Bewe décroche le Pre-Clinical Top-Up du Biopôle pour sa thérapie numérique contre les fringales
20 août 2026
Les cofondateurs de Bewe, le Prof. Lucas Spierer, directeur scientifique, et Frédérik Plourde, CEO. | © Biopôle
Bewe, une spin-off de l’Université de Fribourg développant une intervention numérique fondée sur les neurosciences contre les fringales alimentaires, a obtenu le Pre-Clinical Top-Up du Biopôle, un prêt convertible de CHF 250’000 destiné aux start-ups confrontées à des coûts élevés de validation clinique.

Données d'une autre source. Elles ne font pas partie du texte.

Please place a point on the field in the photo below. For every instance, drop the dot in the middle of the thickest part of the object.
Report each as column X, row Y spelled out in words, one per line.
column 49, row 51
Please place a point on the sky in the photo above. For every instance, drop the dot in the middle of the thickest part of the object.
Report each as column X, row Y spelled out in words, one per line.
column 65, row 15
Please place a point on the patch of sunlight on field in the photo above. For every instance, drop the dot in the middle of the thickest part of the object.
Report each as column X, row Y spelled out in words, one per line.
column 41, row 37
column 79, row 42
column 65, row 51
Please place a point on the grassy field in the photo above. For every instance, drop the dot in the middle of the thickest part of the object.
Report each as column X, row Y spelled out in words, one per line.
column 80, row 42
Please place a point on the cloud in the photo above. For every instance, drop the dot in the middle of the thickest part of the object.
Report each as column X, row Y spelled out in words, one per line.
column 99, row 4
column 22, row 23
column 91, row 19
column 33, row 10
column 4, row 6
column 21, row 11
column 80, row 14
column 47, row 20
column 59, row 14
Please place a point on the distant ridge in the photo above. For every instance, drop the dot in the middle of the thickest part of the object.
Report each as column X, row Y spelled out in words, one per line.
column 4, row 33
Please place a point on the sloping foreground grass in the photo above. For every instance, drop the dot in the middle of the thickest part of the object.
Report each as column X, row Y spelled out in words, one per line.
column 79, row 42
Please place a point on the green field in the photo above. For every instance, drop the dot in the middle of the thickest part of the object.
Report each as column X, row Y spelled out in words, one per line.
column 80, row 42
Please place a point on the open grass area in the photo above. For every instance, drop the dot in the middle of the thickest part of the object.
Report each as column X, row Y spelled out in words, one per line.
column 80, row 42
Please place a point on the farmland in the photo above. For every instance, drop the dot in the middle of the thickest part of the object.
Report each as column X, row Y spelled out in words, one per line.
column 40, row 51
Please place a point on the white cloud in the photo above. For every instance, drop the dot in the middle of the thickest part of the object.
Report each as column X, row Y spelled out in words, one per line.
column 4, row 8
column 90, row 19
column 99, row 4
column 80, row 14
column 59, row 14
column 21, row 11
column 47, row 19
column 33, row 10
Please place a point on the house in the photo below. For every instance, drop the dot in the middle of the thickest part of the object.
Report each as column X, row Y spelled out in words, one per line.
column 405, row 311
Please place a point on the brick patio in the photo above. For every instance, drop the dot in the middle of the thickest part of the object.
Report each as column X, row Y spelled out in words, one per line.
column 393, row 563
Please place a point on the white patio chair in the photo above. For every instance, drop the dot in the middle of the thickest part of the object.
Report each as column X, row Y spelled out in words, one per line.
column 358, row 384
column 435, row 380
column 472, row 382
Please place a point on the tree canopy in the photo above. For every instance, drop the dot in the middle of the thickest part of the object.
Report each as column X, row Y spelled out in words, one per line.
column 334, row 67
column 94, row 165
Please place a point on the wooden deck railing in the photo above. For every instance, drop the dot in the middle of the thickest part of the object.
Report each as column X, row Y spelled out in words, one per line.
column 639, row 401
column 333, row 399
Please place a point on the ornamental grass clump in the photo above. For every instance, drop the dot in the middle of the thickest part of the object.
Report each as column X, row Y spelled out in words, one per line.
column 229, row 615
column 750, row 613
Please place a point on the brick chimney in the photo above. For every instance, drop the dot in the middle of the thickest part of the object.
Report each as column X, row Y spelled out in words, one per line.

Bewe, une spin-off de l’Université de Fribourg développant une intervention numérique fondée sur les neurosciences contre les fringales alimentaires, s’est vu octroyer le Pre-Clinical Top-Up du Biopôle, un prêt convertible de CHF 250’000 destiné à soutenir les start-ups confrontées à des coûts élevés de validation clinique. Cette distinction fait suite à une levée de CHF 2 millions auprès d’investisseurs dont Arcanys Ventures, Capital Risque Fribourg, Kickfund, la Fondation pour l’Innovation et la Technologie (FIT) et Swisspreneur.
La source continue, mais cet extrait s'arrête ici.